At 25, Ganot is by far the junior member of a staff led by Nash, who started coaching at UH the year before Ganot was born. Associate coach Jackson Wheeler is entering his 18th year with the Rainbows and newly hired assistant Larry Farmer was formerly head coach at three schools.
"He has good knowledge, he's played the game, he understands the game, but more importantly he's able to teach the game," Nash said. "That's what we want at this level."
Entering his first season of full-time coaching, Ganot is looking forward to working to meet the demands and expectations that come with being awarded a Division I job.
"I have to prove myself," he said. "There are only three of these positions at each school and I have to come through and I have every intention of doing that."
Most of Ganot's first month on the job was spent traveling the globe during the summer evaluation period, making stops in Australia, Los Angeles, Canada and Las Vegas to scout prospects, while working in a visit to New Jersey to see his family.

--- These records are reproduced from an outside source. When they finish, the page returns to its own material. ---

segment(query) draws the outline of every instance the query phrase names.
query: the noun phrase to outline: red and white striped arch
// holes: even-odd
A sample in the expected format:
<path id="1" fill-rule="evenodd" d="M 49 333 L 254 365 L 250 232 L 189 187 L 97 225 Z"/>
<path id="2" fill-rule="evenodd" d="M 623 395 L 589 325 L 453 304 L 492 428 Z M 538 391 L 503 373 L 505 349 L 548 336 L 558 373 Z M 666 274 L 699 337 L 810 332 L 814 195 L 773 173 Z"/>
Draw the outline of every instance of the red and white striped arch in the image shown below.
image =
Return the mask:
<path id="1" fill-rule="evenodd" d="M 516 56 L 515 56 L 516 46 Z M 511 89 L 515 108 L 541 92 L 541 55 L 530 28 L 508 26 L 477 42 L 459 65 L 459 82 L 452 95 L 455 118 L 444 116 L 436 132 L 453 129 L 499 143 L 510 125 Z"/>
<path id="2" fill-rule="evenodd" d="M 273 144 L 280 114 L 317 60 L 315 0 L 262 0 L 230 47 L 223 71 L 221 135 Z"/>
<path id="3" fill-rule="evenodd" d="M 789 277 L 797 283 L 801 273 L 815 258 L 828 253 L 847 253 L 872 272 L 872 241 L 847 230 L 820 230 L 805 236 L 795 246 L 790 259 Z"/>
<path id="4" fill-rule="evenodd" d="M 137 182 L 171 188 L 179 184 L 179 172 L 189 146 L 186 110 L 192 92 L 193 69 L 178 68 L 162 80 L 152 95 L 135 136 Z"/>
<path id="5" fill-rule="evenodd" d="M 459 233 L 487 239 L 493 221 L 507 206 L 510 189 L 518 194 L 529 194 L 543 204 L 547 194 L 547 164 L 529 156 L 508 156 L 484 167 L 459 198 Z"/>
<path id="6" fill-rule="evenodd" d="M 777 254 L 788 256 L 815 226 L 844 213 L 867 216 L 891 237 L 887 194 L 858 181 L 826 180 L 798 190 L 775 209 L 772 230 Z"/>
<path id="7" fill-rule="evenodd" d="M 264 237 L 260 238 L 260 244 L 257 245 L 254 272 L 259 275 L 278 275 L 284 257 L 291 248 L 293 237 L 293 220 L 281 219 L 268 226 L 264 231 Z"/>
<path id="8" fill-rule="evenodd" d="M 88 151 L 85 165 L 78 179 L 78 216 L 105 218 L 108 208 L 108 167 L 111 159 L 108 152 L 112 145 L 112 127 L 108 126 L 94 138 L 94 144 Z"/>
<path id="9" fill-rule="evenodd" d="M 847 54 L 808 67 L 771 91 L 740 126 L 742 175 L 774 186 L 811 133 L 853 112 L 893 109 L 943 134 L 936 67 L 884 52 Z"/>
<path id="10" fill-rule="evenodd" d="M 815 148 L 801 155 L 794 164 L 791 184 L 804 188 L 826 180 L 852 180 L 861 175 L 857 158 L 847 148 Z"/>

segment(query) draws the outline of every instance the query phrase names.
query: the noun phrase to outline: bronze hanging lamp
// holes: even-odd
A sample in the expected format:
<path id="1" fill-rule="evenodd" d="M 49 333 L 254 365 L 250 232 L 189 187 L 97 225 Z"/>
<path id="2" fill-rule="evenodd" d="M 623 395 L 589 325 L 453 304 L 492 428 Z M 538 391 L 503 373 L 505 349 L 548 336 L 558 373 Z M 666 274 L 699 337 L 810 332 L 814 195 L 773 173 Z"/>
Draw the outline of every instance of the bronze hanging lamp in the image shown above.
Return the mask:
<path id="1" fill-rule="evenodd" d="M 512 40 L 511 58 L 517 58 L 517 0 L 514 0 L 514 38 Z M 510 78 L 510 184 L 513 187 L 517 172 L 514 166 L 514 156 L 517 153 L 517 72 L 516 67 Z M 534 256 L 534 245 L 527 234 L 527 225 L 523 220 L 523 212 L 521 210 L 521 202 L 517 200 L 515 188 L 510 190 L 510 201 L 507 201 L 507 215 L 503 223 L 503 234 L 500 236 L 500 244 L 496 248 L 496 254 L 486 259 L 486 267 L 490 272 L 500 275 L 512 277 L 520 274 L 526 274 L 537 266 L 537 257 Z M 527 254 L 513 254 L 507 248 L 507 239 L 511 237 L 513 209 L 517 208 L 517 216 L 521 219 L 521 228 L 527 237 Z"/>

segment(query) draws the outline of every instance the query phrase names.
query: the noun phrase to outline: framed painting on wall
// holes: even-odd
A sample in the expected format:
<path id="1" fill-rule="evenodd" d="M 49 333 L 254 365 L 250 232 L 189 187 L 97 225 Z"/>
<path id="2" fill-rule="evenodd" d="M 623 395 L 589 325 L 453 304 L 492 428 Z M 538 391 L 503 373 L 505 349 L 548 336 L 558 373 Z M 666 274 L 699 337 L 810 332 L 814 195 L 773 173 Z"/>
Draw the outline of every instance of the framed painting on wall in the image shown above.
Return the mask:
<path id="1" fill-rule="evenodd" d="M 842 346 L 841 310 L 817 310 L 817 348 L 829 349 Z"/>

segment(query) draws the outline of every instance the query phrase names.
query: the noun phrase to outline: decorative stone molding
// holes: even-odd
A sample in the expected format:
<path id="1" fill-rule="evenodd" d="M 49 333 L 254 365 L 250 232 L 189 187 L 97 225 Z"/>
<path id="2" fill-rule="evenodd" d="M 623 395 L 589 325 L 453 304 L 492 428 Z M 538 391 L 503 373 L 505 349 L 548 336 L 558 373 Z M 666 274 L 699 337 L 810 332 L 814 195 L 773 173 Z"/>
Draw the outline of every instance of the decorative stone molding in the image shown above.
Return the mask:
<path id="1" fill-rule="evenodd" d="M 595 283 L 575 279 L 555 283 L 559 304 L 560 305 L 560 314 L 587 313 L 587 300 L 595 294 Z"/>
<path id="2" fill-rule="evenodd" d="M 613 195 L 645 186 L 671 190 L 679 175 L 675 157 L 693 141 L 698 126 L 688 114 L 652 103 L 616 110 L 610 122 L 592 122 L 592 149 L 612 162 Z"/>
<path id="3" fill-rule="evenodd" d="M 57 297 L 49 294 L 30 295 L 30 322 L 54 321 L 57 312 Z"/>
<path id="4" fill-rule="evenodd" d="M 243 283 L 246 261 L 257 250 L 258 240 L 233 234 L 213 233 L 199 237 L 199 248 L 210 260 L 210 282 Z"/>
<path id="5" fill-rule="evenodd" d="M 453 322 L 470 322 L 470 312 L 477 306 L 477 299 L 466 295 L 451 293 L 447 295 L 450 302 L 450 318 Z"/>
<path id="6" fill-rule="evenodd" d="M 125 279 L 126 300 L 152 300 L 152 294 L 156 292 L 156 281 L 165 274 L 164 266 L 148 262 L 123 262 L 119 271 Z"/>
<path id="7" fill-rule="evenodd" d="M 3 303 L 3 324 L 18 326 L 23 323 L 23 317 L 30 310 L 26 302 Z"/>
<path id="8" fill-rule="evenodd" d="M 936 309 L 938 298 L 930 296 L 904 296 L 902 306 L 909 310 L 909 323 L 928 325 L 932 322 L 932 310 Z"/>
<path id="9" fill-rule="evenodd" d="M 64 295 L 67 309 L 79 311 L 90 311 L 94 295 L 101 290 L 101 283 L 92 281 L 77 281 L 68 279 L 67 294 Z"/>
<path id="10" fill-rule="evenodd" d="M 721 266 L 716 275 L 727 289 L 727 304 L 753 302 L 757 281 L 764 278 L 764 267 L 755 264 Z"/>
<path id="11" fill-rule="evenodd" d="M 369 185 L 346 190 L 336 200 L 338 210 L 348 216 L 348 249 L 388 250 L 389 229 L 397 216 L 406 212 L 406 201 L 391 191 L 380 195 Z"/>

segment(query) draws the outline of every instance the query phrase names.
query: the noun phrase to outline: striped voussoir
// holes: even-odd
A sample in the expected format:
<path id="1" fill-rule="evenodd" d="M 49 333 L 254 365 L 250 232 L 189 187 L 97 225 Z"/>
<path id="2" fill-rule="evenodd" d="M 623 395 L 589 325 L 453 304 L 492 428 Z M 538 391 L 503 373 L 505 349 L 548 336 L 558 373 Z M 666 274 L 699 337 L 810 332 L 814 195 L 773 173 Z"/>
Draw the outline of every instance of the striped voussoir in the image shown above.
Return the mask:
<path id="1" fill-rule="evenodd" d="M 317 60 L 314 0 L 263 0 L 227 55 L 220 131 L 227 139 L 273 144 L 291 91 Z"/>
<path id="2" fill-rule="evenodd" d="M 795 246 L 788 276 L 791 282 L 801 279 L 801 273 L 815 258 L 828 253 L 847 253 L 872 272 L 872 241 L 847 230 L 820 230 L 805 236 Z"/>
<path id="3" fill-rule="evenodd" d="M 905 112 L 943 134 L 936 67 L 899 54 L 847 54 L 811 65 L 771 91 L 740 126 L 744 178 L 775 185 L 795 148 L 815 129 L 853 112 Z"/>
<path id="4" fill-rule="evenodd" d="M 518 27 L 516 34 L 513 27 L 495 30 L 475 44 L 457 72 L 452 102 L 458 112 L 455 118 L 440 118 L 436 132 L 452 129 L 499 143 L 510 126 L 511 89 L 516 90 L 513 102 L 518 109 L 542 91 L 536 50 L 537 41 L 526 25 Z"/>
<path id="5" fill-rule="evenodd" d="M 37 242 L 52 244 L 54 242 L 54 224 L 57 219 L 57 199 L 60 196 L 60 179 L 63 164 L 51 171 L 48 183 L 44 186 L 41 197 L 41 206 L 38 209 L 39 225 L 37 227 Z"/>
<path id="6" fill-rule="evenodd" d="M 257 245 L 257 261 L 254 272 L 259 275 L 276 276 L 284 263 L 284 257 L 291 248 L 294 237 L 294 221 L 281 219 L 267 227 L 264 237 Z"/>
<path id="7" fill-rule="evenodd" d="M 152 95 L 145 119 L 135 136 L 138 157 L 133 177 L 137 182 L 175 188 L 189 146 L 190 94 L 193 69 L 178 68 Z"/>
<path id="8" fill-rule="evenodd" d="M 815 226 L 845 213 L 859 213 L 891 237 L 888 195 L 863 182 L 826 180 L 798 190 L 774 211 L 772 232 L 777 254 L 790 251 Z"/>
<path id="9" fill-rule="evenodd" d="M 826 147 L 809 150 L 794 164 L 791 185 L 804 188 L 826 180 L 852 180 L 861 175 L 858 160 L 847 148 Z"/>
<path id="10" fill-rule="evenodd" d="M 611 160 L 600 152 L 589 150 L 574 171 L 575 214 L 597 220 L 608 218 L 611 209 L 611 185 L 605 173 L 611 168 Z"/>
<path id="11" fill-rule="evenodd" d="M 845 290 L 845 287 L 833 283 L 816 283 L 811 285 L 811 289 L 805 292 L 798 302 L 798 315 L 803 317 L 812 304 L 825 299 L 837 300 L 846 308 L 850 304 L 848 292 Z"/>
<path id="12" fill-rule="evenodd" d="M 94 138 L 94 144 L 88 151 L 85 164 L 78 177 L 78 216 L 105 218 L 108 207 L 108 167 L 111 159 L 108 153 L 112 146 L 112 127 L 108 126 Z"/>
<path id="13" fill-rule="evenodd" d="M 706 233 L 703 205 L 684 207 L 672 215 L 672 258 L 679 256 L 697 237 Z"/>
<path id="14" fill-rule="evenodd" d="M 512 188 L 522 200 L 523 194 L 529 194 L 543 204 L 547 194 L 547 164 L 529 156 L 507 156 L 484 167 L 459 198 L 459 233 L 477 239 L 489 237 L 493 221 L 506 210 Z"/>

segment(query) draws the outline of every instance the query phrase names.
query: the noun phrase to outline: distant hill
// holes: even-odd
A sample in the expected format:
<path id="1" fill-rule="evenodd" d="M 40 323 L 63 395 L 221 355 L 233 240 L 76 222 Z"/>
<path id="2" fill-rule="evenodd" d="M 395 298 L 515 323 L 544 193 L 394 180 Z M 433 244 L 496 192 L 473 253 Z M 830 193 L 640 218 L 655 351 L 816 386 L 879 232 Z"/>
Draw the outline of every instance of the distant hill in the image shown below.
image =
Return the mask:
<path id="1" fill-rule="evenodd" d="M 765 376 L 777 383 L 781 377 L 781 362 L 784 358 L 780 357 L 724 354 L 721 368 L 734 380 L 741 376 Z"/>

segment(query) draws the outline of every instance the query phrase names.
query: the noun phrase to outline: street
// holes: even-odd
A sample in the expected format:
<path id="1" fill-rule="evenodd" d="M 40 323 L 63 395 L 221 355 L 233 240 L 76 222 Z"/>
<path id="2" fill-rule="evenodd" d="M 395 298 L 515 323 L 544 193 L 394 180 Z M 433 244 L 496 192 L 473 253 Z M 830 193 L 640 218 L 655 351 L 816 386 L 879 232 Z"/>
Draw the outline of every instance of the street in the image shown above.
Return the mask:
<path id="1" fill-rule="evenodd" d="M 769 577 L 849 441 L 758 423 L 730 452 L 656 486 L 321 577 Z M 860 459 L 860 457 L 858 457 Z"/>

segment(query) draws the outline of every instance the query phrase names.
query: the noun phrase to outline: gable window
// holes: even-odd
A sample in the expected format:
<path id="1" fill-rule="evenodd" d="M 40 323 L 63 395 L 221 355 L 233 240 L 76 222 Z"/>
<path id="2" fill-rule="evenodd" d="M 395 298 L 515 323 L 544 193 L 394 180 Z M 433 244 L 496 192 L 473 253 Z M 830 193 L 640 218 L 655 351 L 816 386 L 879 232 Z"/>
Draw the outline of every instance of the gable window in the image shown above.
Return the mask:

Since returning in late July, he's involved in helping fill out the Rainbows' upcoming schedule and implementing his computer savvy in aiding with recruiting and, eventually, scouting opponents.
"I will watch as much film as it takes," said Ganot, who will have some long nights ahead of him this season as he helps put together scouting reports. "It's so competitive in this profession that you almost have to be a junkie, because other guys are doing the same thing."
Ganot was a two-year captain at Division III Swarthmore, where he played all five positions over his career. He played through a back injury his final two years, and not long after the buzzer sounded on his final game as a player Ganot began his quest to get into coaching. He got his first break in the business from Randy Bennett at St. Mary's and another from Wallace last year.
"When I got (into coaching) people would say the profession takes you places, it makes decisions for you and you have to be willing to go anywhere," said Ganot, who made some extra cash at St. Mary's by working at summer camps.
"I consider myself extremely fortunate because I got to work with people who gave me good responsibilities, who worked extremely hard, who understood the game and above all are really good people."
His three years at St. Mary's and his first at UH weren't glamorous, but he attacked tasks such as coordinating travel and film exchange with a verve that impressed his bosses.
"Little things are big things," Ganot said. "Anything's important in some respect to helping your team win. Hopefully, the responsibilities get more important, but the approach doesn't change."
Still, Ganot felt "chained up" under the restrictions placed upon a director of operations and is looking forward to more hands-on coaching. He fulfills the "full-time" title when it comes to his devotion to basketball.
"One day I'll have a balance," Ganot said. "I want to have a balance but at this point this is constantly on my mind. I like it, I really like what I do, I love my job. It's hard for me to step away from it sometimes. Especially in this profession because you can always do something to think of ways to get better."
Still taking shape
The UH roster for the upcoming season may not be finalized just yet. The team has a scholarship available and can add players before the start of classes on Aug. 20.
"We never stop recruiting, if we have an open scholarship we're going to continue to recruit," Nash said. "Whether it's international or inner city it doesn't really matter, we're going to be all over the place trying to find new players."
UH lost three seniors off last year's team and two more, guards Dominic Waters and Todd Lowenthal, transferred. The 'Bows signed four newcomers to scholarships in the spring, leaving one more available.